I’m going to clear some space. But remember, part of this question is showing your work. And that means everything up until this point is also part of the answer.

And now for the shaded area, the shaded area is a portion of a circle. We start with the formula for the area of a circle. Area equals 𝜋𝑟 squared. And we multiply that formula by the fraction created by taking the shaded angle and putting that over 360 degrees.

In order to find the measure of this shaded angle, we’ll need to calculate the measure of angle 𝐴𝑂𝐶. Because we know that this is an isosceles triangle, we can say that angle 𝐴𝐶𝑂 equals 54 degrees. And that means 54 degrees plus 54 degrees plus angle 𝐴𝑂𝐶 must equal 180 degrees. They are the three angles that make up this isosceles triangle. 108 degrees plus angle 𝐴𝑂𝐶 equals 180 degrees. Subtract 108 degrees from both sides of the equation and we find that angle 𝐴𝑂𝐶 equals 72 degrees. And that means the interior angle of the shaded region would be equal to 360 degrees minus 72 degrees, 288 degrees.

Now we need the radius of the circle. The radius is 20 millimeters. We know this because point 𝑃 falls on the circumference of the circle and 𝑂𝑃 equals 20 millimeters. 𝑂𝑃 is a radius of this circle. Back to our formula, 288 over 360 can be reduced to four-fifths. 20 squared equals 400. And bring down 𝜋. Four-fifths times 400 equals 320. And again, bring down 𝜋. The area of the shaded region equals 320𝜋 millimeters squared.

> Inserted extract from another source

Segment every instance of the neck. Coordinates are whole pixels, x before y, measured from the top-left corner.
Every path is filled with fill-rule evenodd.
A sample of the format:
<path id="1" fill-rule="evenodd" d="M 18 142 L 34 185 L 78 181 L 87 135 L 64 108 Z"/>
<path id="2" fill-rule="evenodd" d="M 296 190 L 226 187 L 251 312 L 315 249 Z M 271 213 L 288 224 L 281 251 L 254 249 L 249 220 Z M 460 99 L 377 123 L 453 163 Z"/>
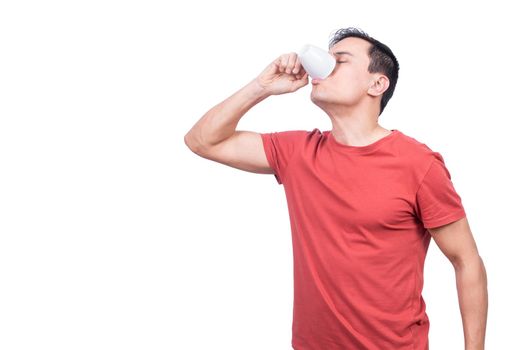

Now that we have these two areas, we’re ready to consider what Russ has said. We need to consider the area of the triangle over the shaded area, which would look like this. From there, we need to divide the area of the triangle by 320𝜋. When we do that, we get 1.156328 continuing.

This number tells us that if we knew the area of the shaded region, we could multiply it by 1.156328 continuing. And that would give us the area of the triangle. This confirms that the triangle is larger than the shaded area. To find out how much larger, we need to subtract one from 1.156328 continuing, which gives us 0.156328 continuing.

The final step we need to do is take this decimal value and turn it into a percent. We do that by multiplying the decimal by 100. The percentage is 15.6328 continuing percent. If we round to two decimal places, we look to the third decimal place, to the deciding digit, which is the two. And that means we’ll round down.

Our percentage is then 15.63 percent. The triangle is 15.63 percent larger than the shaded area. Russ said that the triangle is more than 15 percent larger. 15.63 is larger than 15. So Russ is correct.